Sunday, August 9, 2009

I want to be an alchemist!

I've always thought it beautiful. The art of alchemy. I should probably categorize it as a "science" - given that it is the precursor to modern chemistry. But its the "idea" of the alchemist that interests me. He is an artist. Striving to better humanity by finding the Elixir of Life or the Philosopher's Stone sounds like a quest for Harry Potter but really, actually, men lived who slaved and passed days and years trying to get that proper concoction which would bring eternal life or turn all things tarnished into gold.

Now...chemists have developed a way of "creating" gold. Of course, it turns out that the means for creating such synthetic gold is far more costly than having the world go about its processes, churning its insides and spewing gold in its bowels. But! The idea of the alchemist and what he strives for is what makes me swoon over him. A lifetime devotion to something which is impossible to achieve, which cannot be had - eternal life and that substance that will turn all into gold do not exist, they never have. Faith or a marketable idea might be an answer to these things. But the alchemists I am thinking of hid their ideas in fear that the church or some other "leader" might crucify them for dabbling in these black arts which really strove to help mankind.

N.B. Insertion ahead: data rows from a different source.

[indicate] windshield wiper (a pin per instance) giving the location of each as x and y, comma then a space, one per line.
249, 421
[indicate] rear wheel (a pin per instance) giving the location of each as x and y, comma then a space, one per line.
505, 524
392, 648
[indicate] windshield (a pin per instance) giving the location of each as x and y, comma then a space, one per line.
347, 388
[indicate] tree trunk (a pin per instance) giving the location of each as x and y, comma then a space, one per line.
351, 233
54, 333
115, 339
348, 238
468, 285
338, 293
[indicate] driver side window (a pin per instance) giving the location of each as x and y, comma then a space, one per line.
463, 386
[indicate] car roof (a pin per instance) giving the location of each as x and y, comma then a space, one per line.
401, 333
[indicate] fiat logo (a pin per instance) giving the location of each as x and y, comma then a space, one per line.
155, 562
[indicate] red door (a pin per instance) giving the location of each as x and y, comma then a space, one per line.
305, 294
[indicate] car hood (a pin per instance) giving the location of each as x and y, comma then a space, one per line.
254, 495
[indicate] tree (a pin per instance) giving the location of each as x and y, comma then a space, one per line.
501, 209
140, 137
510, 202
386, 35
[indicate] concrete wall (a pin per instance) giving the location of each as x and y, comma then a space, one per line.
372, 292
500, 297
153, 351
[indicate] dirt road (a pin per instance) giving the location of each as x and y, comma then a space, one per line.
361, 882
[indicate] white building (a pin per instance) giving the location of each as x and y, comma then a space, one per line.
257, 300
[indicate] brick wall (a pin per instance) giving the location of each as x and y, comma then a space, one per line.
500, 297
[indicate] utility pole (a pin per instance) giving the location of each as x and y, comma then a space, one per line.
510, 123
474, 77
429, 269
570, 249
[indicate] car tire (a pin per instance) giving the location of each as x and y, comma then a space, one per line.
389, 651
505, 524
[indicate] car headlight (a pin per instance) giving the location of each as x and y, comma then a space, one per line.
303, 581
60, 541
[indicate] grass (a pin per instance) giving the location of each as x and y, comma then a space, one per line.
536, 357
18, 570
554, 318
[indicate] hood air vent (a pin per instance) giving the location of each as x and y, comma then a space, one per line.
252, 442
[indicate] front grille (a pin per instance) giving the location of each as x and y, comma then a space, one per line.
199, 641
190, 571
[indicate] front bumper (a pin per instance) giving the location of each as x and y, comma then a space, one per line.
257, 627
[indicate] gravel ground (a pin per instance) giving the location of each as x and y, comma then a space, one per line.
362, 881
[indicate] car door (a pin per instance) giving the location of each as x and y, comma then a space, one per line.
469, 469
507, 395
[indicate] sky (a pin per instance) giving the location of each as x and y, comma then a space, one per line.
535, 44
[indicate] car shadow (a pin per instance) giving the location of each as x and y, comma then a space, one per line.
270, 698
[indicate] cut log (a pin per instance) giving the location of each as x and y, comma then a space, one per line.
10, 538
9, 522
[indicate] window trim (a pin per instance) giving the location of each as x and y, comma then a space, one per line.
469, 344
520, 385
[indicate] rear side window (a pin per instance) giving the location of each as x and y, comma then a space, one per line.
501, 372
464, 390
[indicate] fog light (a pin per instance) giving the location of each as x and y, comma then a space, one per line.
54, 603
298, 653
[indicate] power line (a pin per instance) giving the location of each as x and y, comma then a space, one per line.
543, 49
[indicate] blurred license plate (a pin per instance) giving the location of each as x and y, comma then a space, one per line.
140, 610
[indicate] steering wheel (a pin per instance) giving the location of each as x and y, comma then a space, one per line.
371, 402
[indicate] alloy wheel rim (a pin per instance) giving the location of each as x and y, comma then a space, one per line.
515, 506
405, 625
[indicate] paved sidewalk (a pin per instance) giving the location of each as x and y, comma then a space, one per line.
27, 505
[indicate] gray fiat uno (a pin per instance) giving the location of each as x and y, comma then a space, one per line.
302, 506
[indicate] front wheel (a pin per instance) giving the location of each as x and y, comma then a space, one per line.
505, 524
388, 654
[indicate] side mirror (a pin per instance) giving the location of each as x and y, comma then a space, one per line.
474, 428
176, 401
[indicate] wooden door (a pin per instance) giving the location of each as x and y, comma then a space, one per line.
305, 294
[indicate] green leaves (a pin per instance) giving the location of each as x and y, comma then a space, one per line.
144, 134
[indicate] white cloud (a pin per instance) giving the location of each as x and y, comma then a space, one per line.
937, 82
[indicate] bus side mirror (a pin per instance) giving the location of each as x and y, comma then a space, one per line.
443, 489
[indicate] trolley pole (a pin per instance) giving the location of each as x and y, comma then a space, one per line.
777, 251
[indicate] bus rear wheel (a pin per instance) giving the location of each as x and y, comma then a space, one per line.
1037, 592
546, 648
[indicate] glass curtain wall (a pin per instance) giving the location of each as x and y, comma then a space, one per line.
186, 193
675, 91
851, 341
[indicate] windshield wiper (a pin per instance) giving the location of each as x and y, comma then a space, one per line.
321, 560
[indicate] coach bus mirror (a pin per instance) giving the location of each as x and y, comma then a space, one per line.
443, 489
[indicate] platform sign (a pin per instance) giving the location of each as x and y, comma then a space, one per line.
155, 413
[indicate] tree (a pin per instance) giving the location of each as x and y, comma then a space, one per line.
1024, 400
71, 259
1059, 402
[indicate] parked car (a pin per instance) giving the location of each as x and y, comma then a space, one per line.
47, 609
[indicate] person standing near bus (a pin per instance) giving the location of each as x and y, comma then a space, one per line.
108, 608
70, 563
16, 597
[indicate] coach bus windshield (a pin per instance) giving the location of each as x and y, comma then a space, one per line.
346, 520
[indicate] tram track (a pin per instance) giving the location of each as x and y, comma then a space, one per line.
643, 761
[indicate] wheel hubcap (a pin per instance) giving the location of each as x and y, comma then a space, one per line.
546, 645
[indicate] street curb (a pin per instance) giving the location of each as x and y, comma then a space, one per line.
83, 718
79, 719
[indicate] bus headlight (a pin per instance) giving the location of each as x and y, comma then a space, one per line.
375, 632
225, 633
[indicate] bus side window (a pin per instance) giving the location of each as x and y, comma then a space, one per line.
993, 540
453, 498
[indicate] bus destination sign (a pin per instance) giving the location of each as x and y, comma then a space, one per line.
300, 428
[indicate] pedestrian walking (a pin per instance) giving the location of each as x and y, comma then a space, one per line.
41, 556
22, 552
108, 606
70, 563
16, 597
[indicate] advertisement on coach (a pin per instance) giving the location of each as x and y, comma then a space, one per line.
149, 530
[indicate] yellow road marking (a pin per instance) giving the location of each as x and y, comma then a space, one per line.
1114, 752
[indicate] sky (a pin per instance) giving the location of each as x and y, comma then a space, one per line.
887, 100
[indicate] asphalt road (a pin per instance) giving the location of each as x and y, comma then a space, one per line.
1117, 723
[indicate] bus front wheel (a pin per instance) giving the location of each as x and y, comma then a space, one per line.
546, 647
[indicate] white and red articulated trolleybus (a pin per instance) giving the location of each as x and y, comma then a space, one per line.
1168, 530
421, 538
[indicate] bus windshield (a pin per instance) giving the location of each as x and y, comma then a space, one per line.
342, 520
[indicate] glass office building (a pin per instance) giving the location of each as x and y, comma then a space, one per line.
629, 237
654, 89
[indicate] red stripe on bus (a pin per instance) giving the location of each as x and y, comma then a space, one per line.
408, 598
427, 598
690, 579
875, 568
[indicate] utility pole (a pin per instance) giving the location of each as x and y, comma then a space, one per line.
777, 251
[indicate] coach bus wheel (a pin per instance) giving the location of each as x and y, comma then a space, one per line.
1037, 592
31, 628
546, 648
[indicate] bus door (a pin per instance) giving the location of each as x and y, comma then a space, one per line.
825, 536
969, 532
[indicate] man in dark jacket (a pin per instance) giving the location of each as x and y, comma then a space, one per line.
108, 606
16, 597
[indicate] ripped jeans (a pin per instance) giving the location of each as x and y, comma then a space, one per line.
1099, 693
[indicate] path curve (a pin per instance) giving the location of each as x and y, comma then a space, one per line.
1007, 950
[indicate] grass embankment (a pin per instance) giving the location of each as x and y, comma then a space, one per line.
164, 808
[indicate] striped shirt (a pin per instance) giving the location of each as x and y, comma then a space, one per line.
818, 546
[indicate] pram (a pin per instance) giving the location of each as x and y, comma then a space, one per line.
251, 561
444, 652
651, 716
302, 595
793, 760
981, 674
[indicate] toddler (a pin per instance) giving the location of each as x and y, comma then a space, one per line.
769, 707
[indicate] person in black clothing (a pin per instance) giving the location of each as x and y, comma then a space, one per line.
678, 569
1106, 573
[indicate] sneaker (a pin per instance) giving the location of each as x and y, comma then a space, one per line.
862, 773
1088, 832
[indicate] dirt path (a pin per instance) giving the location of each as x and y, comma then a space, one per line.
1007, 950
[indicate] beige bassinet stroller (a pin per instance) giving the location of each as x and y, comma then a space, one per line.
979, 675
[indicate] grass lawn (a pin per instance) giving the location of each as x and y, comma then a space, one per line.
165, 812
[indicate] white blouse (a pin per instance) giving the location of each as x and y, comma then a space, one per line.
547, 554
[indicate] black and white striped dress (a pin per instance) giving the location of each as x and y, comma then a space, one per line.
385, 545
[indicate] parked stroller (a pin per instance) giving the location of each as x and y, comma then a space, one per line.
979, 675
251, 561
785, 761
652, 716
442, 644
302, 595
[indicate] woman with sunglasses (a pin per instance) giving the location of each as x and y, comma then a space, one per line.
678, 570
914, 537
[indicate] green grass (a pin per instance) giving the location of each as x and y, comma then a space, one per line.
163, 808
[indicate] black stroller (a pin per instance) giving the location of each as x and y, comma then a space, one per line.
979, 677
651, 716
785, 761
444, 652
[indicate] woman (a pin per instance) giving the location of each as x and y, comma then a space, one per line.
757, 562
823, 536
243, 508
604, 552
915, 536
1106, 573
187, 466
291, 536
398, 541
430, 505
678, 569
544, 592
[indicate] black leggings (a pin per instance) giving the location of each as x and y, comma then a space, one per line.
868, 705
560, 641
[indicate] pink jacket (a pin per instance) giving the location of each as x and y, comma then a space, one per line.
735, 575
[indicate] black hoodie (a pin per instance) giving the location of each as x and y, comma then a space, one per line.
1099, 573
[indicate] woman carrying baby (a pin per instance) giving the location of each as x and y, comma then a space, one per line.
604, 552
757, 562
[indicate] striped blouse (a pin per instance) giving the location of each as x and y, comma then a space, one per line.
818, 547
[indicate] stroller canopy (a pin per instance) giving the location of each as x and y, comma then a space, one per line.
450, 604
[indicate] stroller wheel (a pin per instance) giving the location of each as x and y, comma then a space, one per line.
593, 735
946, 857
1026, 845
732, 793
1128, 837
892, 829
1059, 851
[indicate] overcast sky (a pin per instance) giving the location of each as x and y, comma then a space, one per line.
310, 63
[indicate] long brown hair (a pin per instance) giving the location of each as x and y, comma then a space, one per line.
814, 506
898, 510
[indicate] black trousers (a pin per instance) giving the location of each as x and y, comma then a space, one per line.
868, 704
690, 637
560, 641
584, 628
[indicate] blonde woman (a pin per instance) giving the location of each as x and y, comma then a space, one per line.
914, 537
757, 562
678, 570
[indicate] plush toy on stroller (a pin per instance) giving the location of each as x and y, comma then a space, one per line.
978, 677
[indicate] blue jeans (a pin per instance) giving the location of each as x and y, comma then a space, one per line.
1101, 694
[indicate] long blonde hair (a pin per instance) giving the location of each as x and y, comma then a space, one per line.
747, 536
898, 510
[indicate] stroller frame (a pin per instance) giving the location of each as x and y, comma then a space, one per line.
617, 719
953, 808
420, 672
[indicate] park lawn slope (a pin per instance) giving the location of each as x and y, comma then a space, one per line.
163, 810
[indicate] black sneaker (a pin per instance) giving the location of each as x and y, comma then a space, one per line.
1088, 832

They created codes to hide their secrets. Some to hide their possible formula for wealth but others, mostly to protect themselves from the Big Brother of their time.

I think the alchemists of today are very much the writers and artists who strive to create something "golden". Sometimes doing so means stepping on the toes of others but usually these others are giant corporations or governments whose feet are too big to begin with. Who trample upon the lives of others without so much as a glance down to see what devestation is caused by their business. Artists, like the alchemists, take the dreary, the mundane, and the ugly and wield their skills to create something much more beautiful. They take the things of life and offer up their views in code which some can decipher and others cannot.

Saturday, August 8, 2009

Apparently I'm a writer...

It amazes me how many people fancy me a "writer"...I'm constantly being handed short stories or snippets taken from books, magazines, essays and other forms of print that have something to do with writing or are examples of "good writing". Websites too, "check this site out it's a 'writing site'". I haven't written a piece of prose in ages...unless writing in one's journal constitutes a professional calling, I am NOT a writer.
How it is that the people in my life are so certain about my vocation as a writer is a mystery to me. Apparently, I am capable of vividly describing smells...the compliment came from my boyfriend whose flatulence I likened to the scent of "hell" - the smell of burning flesh, excrement; rotting, pestilence and eternal damnation. I just thought I was being funny. And then there's my best friend who actually is a talented writer - an established poet and wordsmith who commends the writing style of my emails. Will publishing my emails get me into the literary cannon? Probably not.
I am a reader. First and foremost. That is the only comfortable title I would be willing to give myself.
I read voraciously and the one time I felt my mortality, that Death would one day come to consume me was in relations to books.
I was at Robarts Library at the University of Toronto searching for Donne's "The Legacy" - ironically enough. And if you haven't been there - the place has floors upon floors of "stacks". People have been rumored to being raped in its isles because of the vastness and poor lighting of the place. That said, I was sitting in the middle of an isle, as I always do in libraries, getting comfortable with my stack of books...and I realized, even if I lived a hundred years, I still would not have the time to read every volume the library contained...I cried. Actually...
Granted, not all books are worth reading. Also in my favor is the fact that Robarts houses a vast collection of books printed in a number of languages, which to me are foreign. There are many terrible books out there as well, books that had to be published because someone lost a bet or a gun was involved during the supposed "book proposal"...
In any case, they got their books published. I speak of "working on a novel"..."writing something grand one day" and though I've got a cheering squad of friends and family behind me, I'm still working on gathering the courage to be "a writer"...whatever that entails.